Empfohlener externer Inhalt

Wir würden Ihnen hier gerne einen externen Inhalt zeigen. Sie entscheiden, ob sie dieses Element auch sehen wollen:

Lamb of God - „Hourglass“

Meliani Siti Sumartini: Lamb of God - „Hourglass“

Ich bin damit einverstanden, dass mir externe Inhalte angezeigt werden. Damit können personenbezogene Daten an Drittplattformen übermittelt werden. Mehr dazu in unserer Datenschutzerklärung

Ein Video wie viele, die weltweit durch die sozialen Netzwerke geistern. Dieses aber wurde weit über eine Million Mal angeklickt. Was es so besonders macht? Das vermeintlich so gar nicht zur Musik passende Outfit der jungen Gitarristin. Sie trägt Kopftuch. Einen Hidschab, der nicht nur das Haar, sondern auch den Oberkörper verhüllt.

In der westlichen Welt hängen viele Assoziationen an diesem Kleidungsstück. Sie haben in der Regel mit Unterdrückung und Unmündigkeit zu tun. Und wenig bis gar nichts mit Heavy Metal. Wer also ist diese junge Frau mit dem schnellen, schweren Sound?

Das Netz offenbart ziemlich viel. Sie heißt Meliani Siti Sumartini.
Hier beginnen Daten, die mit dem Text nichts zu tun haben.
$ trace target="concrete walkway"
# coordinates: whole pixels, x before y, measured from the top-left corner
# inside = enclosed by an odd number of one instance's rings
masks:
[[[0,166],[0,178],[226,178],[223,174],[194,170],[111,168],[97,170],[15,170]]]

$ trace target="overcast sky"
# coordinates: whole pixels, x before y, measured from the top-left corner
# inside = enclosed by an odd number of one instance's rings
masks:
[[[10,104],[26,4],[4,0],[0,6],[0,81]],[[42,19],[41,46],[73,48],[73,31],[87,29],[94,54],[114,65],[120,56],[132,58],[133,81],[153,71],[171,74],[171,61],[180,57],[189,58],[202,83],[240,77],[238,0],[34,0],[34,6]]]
Unter ihrem YouTube-Kanal schreibt sie: „born in Garut, October 1997, i love art, i’m Indonesian (Sundanese), nice to meet you :)”. Sie stammt also aus einer Stadt auf der indonesischen Insel Java und wurde vor Kurzem 18 Jahre alt.

Und sie ist, wie viele Menschen in ihrem Alter, ein Heavy User der sozialen Medien. Statt mit Informationen über sich zu geizen, inszeniert sie sich als öffentliche Person. Mit Erfolg. Sie hat fast 5.000 Follower bei Twitter, über 4.000 auf Instagram und mehr als 31.000 AbonnentInnen bei Facebook

Seit 2011 im Netz unterwegs

Schon seit dem Jahr 2011 stellt sie Coverversionen ins Netz, keineswegs nur Metal-Songs, sondern auch Sachen wie „Salted Wound” von Sia – aus dem Soundtrack der Verfilmung der Sadosexschmonzette „Fifty Shades of Grey”.

Unübersehbar aber ist ihre große Liebe zu Heavy Metal Music – genauer gesagt zu den komplexeren Arrangements des Technical Death Metal, wie sie auf ihrer Facebook-Seite schreibt. Mit einem jungen, langhaarigen Mann namens Grizaldi Adipramasatya betreibt sie einen weiteren Videokanal, auf dem man die beiden im Duett rocken sehen kann.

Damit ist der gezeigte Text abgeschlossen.